Eastern Standard Time

While Western art cinema draws the flashbulbs at Cannes, contemplative works from China, Taiwan, and Hong Kong leave the festival glowing in klieg lights from the East

So many choices, so little time. Every cut and every camera move in the film seem to draw the director, his characters, and his audience into a kind of shared lament for the infinitesimal decision that has just been made, and can never be made again. No wonder Leung's character is a newspaper editor: His career is predicated on making choices that can never be reversed once the copy goes to press. And how understandable it is that Wong found it so difficult to finish this project. Not since the most ambitious work of Kubrick and Scorsese have the theme and style of a film so strongly matched its maker's hyperobsessive methods.

Not wanting to let its own brief moment of opportunity slip away, the American art-film distributor USA Films purchased In the Mood for Love several days ago, sight unseen--which means that it will likely show up in theaters sometime this winter, in time to qualify for year-end awards. As for whether the movie will attract a larger stateside audience than the director's Chungking Express and Fallen Angels, it seems unlikely--and unlikely to matter much in the context of Wong's sizable international reputation as a genius.

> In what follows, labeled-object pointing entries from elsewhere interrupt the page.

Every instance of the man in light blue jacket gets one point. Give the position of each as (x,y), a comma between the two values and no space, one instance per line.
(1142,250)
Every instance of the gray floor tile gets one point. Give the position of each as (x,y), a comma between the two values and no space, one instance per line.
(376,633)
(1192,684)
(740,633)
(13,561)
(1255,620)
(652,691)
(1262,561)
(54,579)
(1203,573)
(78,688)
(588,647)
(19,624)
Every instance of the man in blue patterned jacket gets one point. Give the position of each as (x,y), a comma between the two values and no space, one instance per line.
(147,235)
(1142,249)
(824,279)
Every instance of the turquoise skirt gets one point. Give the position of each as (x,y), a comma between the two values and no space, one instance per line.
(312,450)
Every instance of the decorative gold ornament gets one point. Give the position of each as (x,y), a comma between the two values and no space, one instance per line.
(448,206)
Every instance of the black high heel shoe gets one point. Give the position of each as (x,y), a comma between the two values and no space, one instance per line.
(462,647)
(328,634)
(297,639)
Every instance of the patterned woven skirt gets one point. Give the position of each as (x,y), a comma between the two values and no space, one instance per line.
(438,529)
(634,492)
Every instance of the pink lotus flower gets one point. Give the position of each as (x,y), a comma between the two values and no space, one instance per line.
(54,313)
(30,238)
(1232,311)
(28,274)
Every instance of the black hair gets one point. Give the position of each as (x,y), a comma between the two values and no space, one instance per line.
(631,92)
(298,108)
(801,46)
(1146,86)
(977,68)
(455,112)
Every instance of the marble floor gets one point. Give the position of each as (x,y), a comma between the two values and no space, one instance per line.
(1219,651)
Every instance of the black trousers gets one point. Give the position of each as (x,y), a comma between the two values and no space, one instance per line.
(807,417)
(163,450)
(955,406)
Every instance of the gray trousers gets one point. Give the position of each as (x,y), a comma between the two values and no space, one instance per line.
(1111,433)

Still, the desire to catapult the filmmaker to the proverbial "next level" is palpable: During the roundtable interview, one writer asks Wong whether he'd consider making a movie in Hollywood.

"Well, it has to be mutual," he replies. "I'm not sure that a producer in the West would like to work with a guy who has no script, who has no schedule. So even though I want to, it's not easy. I'd better continue to work in my own way. Hollywood has certain requirements. To work in Hollywood, you have to be Hollywood, you know? It's not that you have to be American, but you have to be Hollywood--you have to speak that language."

And in the end, this sentiment may be what best defines the year at Cannes. For while the currency of international film--the greenback--spoke loudly as usual, directors such as Wong, Yang, and Jiang insisted on communicating in that richer language of cinema.